Folgt man den Ergebnissen, könnten fast zwei Drittel der Erkrankten konservativ behandelt werden, ohne dass die Rate bedrohlicher Krankheitsverläufe wie Perforationen zunimmt, bei insgesamt geringerer Komplikationsrate. Dennoch kann unseres Erachtens eine allgemeine Empfehlung nicht abgeleitet werden. Auch wenn die Metaanalyse selbst methodisch gut durchgeführt wurde, leidet sie dennoch an der mangelnden Qualität der eingeschlossenen Studien: In den offen durchgeführten Arbeiten werden die Endpunkte nicht verblindet erhoben. Die Randomisierung erfolgt in einer der Untersuchungen9 in Abhängigkeit vom Geburtsdatum, was zu erheblicher Verzerrung der Ergebnisse führen kann. In zwei Studien scheidet eine große Zahl von Patienten vorzeitig aus.9,11 Bei einer Arbeit handelt es sich zudem um eine kleine Einzentrumsstudie mit nur 60 Teilnehmern.12 Und schließlich lässt sich bei der geringen Zahl der Studien nicht abschätzen, ob unveröffentlichte Daten existieren (publication bias).

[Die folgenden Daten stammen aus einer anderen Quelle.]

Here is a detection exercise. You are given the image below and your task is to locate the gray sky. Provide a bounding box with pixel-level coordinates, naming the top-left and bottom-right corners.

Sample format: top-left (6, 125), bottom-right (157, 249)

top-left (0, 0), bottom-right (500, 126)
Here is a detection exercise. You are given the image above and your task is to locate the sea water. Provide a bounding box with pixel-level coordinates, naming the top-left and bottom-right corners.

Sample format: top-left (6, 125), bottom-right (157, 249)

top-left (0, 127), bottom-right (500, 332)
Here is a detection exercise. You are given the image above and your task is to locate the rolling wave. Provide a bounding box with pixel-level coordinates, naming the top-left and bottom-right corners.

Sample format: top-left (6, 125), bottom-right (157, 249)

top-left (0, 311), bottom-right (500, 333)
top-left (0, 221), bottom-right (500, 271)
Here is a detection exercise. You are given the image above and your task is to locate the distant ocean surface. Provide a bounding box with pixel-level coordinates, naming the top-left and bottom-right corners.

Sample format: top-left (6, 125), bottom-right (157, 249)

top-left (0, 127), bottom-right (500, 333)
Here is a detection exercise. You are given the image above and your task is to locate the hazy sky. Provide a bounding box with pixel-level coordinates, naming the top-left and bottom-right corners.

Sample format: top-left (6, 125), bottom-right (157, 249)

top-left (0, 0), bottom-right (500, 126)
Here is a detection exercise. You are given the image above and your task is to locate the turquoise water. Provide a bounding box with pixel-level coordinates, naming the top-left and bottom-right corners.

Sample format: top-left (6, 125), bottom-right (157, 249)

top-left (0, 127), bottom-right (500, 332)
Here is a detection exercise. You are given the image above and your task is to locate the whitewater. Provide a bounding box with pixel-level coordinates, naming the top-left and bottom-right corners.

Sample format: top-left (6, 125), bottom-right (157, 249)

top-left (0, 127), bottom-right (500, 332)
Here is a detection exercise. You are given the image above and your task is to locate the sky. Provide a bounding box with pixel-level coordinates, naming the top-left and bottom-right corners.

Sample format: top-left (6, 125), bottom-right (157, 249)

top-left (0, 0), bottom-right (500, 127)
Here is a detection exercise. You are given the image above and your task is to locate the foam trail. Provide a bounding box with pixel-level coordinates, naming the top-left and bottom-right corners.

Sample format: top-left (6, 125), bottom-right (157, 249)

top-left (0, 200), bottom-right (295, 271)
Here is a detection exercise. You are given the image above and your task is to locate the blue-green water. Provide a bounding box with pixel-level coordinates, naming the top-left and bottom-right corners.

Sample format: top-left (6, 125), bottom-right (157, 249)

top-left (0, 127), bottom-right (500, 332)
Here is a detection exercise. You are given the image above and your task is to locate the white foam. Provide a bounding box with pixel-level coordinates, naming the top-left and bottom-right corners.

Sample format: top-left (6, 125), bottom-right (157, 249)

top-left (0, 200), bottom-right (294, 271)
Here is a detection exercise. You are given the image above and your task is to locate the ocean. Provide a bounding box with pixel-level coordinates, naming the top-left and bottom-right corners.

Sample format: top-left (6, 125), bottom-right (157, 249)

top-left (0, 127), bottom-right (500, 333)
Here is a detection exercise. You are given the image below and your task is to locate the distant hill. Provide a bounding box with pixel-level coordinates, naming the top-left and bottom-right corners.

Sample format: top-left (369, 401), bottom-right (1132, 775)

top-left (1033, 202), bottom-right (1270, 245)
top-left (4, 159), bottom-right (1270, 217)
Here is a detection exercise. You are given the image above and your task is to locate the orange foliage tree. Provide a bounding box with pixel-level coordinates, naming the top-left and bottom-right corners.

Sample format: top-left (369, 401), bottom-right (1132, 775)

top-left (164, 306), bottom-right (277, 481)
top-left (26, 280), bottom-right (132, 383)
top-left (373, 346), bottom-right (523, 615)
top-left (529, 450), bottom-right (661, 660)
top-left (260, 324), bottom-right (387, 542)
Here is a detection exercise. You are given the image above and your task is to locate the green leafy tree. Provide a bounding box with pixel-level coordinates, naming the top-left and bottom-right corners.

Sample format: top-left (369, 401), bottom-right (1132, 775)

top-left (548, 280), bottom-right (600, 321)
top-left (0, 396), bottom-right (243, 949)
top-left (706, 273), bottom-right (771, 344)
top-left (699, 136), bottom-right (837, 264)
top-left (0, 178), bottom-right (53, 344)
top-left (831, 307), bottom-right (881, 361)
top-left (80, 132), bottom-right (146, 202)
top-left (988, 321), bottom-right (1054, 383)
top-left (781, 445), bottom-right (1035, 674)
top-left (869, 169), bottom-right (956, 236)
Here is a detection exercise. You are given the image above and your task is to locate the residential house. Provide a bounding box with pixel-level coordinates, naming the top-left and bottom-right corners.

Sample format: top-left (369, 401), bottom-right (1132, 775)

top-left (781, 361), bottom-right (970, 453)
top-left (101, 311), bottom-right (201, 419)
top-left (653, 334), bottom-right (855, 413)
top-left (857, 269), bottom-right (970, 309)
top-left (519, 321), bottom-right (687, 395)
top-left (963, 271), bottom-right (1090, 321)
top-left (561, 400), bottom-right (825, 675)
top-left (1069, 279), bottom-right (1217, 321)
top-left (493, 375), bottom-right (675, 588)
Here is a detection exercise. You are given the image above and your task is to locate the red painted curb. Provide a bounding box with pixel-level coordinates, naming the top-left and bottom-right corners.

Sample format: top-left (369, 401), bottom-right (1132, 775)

∎  Nach einer aktuellen Metaanalyse ist bei unkomplizierter Appendizitis eine alleinige antibiotische Behandlung bei 63% der Behandelten erfolgreich und führt zu einer Verringerung von Komplikationen, vor allem Wundinfektionen.

∎  Die Qualität der eingeschlossenen Studien ist für eine Empfehlung zu dürftig. Der Frage sollte jedoch in einer methodisch einwandfreien, ausreichend gepowerten Studie nachgegangen werden.

  (R =randomisierte Studie, M = Metaanalyse)
1 BLOMQVIST, P.G. et al.: Ann. Surg. 2001; 233: 455-60
2 FITZMAURICE, G.J. et al.: Can. J. Surg. 2011; 54: 307-14
3 ANDERSSON, R.E.B.: Br. J. Surg. 2001; 88: 1387-91
M  4 ANSALONI, L. et al.: Dig. Surg. 2011; 28: 210-21
M  5 SIMILLIS, C. et al.: Surgery 2010; 147: 818-29
M  6 SVENSSON, J.F. et al.: Eur. J. Pediatr. Surg. 2012; 22: 185-94
M  7 WILMS, I.M.H.A. et al.: Appendectomy versus antibiotic treatment for acute appendicitis. The Cochrane Database of Systematic Reviews, Stand Okt. 2011; Zugriff Sept. 2012
M  8 VARADHAN, K.K. et al.: BMJ 2012; 344: e2156 (15 Seiten)
R  9 HANSSON, J. et al.: Br. J. Surg 2009; 96: 473-81
R  10 VONS, C. et al.: Lancet 2011; 377: 1573-9
R  11 STYRUD, J. et al.: World J. Surg. 2006; 30: 1033-7
R  12 ERIKSSON, S. GRANSTRÖM, L.: Br. J. Surg. 1995; 82: 166-9
R  13 MALIK, A.A. et al.: J. Gastrointest. Surg. 2009; 13: 966-70
14 TURHAN, A.N. et al.: Ulus. Travma Acil Cerrahi Derg. 2009; 15: 459-62

* Definition für „treatment efficacy” – Antibiotika: erfolgreiche Behandlung ausschließlich mit Antibiotika ohne Rezidiv, Operationsnotwendigkeit oder Komplikationen. Operation: erfolgreiche Operation mit histologisch nachgewiesener Appendizitis, keine postoperativen Komplikationen.